If you're a design by contract kind of person, you probably start your methods from checking if the parameters are valid. A method may require non-null params and non-empty strings and so on – if it's not the case, you simply return or throw an exception.
Usually it's done via a series of if statements or using an ad hoc helper with all this range of ThrowIfSomething methods.
private void WriteCarName(Car car)
{
if (car == null)
throw new ArgumentNullException("car");
if (car.Name == null)
throw new ArgumentNullException("car.Name");
...
}
Expression Trees and Lambdas.
But we can wedge lambdas into these checks [2], making the validation more concise:
private void WriteCarName(Car car)
{
Check("car", () => car != null && car.Name != null);
...
}
And, assuming car.Name is null, get the result:
If you're not familiar with lambdas and expression trees you probably still can read on and venerate them, but then please visit some more respectworthy websites to get used to the notation and the whole philosophy behind lambdas in C# [3]. The Check method goes here:
private void Check(string parameter, Expression<Func<bool>> test)
{
var predicate = test.Compile();
if (predicate())
return;
string body = test.Body.ToString();
var regex = new Regex(@"\(value\(.*?\)\.");
body = regex.Replace(body, "(");
throw new ArgumentException("Parameter '" + parameter + "' failed the test: " + body);
}
It takes our lambda as an expression tree, compiles it, and if the test fails then validation logic is retrieved from the expression body. We need a regex here (a friend of mine helped with it because I'm not a regex expert by any stretch of imagination), and here's the reason: the compiler creates an autogenerated class for our lambda, so the car parameter gets a slightly different name. Just try the example with and without regex and you'll understand what I mean.
Footnotes.
[1] – You can download VS2010 CTP here.

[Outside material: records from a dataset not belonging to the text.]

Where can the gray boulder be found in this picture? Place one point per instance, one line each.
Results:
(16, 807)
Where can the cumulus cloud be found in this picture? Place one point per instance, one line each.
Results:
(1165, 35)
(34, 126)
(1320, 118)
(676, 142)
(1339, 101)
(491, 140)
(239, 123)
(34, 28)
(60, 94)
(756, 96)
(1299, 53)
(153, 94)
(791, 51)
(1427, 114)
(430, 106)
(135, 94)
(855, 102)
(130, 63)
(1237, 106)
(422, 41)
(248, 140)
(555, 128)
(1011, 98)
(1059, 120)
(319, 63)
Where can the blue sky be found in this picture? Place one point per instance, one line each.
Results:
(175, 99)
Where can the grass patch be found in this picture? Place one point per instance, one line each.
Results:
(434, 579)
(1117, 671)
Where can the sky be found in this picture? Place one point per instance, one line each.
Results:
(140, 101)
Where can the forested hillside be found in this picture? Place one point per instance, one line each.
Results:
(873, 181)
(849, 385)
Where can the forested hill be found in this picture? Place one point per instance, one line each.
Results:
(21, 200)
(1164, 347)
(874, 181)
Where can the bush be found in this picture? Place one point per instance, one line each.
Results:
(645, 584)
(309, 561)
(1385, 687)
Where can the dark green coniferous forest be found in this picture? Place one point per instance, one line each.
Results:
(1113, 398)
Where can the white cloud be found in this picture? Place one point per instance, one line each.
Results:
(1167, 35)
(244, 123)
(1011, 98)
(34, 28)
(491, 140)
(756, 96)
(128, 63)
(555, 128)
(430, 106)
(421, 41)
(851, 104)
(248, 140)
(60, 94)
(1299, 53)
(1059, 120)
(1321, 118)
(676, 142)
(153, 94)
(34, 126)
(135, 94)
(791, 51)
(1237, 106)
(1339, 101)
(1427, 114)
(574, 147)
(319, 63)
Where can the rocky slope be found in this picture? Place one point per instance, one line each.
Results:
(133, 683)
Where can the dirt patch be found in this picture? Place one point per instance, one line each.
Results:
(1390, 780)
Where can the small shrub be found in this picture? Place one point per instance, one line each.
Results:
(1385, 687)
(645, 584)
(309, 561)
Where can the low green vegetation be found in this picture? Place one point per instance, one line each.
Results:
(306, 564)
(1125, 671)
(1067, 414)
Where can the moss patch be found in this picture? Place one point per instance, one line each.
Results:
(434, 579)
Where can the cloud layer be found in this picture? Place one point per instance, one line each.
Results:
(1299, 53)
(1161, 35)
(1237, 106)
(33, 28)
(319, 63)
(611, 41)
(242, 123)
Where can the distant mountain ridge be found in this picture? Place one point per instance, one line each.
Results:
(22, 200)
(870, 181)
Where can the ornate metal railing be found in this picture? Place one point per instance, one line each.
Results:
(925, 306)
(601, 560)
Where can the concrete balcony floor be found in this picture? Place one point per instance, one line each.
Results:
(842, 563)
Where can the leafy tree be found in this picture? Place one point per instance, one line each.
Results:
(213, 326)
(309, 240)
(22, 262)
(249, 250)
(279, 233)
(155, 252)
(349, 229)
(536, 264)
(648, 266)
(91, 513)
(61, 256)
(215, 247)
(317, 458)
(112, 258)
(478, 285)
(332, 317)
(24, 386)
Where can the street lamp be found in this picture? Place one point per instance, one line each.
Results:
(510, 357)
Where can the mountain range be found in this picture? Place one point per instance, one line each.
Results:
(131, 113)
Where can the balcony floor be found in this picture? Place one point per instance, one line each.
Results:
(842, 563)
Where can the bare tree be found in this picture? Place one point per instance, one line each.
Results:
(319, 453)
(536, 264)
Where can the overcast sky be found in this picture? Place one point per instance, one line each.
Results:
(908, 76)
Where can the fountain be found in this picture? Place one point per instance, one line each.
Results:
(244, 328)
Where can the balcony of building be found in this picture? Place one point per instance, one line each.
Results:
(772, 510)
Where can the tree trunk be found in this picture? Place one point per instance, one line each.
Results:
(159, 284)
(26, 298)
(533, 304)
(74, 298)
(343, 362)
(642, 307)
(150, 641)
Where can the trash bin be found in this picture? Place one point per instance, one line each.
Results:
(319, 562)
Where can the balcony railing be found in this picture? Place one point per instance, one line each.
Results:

At the end of last week it was not accessible – perhaps the servers crashed, succumbed to a flood of downloaders. Another rumor is that they had to repackage the bits cause someone had left private debugging symbols in the original. Anyway, if anything happens please keep tabs on the feedback page and this post by Othmane Rahmouni.

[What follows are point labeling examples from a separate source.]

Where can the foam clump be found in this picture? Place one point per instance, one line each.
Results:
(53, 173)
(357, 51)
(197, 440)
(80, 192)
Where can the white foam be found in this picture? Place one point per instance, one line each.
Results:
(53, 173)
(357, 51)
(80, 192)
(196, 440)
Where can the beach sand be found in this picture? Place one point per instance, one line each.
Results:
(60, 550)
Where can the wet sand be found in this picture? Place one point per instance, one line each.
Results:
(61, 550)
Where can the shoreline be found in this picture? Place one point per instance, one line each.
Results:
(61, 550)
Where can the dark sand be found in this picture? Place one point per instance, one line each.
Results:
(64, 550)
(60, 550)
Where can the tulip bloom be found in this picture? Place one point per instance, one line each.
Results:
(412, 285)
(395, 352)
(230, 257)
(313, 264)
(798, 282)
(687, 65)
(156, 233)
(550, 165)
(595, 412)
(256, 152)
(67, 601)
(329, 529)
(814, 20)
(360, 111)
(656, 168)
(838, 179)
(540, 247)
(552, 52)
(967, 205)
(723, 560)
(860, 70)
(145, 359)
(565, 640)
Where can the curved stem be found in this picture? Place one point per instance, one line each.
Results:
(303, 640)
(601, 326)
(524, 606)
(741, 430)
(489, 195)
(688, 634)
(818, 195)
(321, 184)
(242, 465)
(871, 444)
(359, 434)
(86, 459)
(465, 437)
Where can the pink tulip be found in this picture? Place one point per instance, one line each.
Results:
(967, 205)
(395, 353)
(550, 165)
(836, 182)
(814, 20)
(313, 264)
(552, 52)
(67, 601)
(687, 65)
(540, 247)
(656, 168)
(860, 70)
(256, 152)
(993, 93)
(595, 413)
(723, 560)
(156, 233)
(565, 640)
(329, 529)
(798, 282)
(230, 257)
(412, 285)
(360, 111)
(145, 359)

[2] – All glory should go to Andrew Matthews as all the stuff above was inspired by his using lambdas for DBC and C# by contract ideas. He goes a lot further providing a whole framework for designing by contract in C#, so if you're really interested in the topic – his blog is a good start.
[3] – As for lambdas and expression trees, there is a decent article at codeproject, Eric While has an amazing post though not covering the trees so you'd probably have to go to MSDN for them.